A lot of people are superstitious (Even some Catholics)
“In Superstition, Father Thurston [carries] on his relentless war against frauds and pseudo-mystics.” — The Tablet
It’s common for educated Catholics to dismiss superstition as silliness or ignorance. Fair enough. But the famed British Jesuit, Herbert Thurston, took superstition seriously. It affects more souls than we think, he said. And it is spiritually dangerous, because it encourages irrational behavior and can lead even Christians to impiety.
Fr. Thurston traces the Church’s long battle to eradicate the superstitions of the classical world, of the barbarian tribes and of Catholics, ancient and more contemporary.
While superstition endured throughout the Middle Ages, he argues that it enjoyed a kind of renaissance after the Reformation.
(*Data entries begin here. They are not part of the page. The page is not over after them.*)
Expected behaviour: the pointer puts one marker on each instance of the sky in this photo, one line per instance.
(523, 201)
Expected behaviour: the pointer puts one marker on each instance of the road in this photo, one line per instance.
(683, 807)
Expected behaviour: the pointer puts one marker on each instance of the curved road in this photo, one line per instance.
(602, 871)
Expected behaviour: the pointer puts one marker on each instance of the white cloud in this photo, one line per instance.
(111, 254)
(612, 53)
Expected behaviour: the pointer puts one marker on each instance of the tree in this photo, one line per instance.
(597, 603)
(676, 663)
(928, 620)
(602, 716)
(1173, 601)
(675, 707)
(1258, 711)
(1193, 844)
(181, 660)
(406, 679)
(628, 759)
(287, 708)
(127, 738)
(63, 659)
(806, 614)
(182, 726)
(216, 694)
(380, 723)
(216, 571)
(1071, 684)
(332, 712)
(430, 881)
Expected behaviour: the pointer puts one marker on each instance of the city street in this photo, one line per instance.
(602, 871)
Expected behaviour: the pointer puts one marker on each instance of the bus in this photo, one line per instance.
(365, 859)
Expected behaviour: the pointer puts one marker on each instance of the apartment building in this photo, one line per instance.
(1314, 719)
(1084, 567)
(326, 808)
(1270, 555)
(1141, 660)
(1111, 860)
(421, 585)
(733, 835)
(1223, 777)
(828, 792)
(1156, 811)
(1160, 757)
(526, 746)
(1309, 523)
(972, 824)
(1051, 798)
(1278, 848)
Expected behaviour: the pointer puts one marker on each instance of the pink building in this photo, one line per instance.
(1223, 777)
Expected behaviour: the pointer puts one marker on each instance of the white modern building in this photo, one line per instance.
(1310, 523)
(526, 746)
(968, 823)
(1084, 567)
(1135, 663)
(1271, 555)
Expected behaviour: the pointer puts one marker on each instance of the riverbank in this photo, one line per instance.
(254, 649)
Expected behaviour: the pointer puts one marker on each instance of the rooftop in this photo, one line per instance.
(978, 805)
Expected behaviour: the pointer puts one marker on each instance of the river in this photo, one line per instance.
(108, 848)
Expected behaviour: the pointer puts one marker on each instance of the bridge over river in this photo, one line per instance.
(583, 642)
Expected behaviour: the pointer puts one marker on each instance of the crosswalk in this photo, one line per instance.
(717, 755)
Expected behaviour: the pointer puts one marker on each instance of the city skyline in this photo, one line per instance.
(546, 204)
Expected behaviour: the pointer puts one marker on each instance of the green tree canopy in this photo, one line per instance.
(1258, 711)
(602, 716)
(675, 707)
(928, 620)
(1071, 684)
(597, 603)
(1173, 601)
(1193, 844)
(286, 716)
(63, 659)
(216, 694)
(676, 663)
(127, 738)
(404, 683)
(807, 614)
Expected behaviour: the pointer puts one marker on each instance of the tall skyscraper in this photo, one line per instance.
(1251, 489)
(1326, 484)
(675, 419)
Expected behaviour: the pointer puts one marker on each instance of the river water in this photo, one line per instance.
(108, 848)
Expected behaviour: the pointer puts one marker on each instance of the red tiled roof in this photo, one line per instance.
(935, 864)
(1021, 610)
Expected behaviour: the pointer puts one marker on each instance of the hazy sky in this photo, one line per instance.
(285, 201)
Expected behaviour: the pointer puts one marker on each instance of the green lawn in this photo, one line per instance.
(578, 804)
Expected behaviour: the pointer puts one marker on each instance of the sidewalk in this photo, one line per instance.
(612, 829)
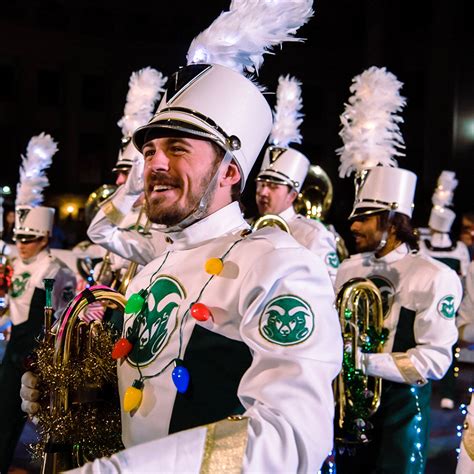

Once they were stripped of the true faith, people in Protestant lands succumbed to a host of superstitions ranging from astrology to witchcraft to voodoo dolls. Even people who should have known better succumbed to superstition: the appearance of a comet sent Queen Elizabeth I into a three-day panic.
Father Thurston explains how to distinguish between authentic religion and pious practices, and superstitions which draw people away from real faith.
- How to recognize superstition when you see it — the classic definition from the scholastic theologians
- Examples of strange devotional superstitions that crept into Catholic practice
- Why it is so easy for superstition to attach itself to religion
- The greatest danger of superstition
- When being irrational spills over to being impious
- Overviews of common superstitions including Friday the 13th, spilled salt, breaking a mirror, opening an umbrella indoors
- The distinction between marvelous phenomena and miracles
- How superstition afflicted even the most intelligent people of ancient Greece and Rome
- The Church’s long, hard struggle to eliminate superstition
- Instances of the Catholic faithful permitting themselves to be taken in by phony relics and spurious visions (even the learned St. Anselm was once duped)
- Why St. Thomas Aquinas believed in “the evil eye”
- Why the Reformation did nothing to end superstition — but World War I did
- Quirky superstitions you may not have heard of before
- Can superstition have any good effects?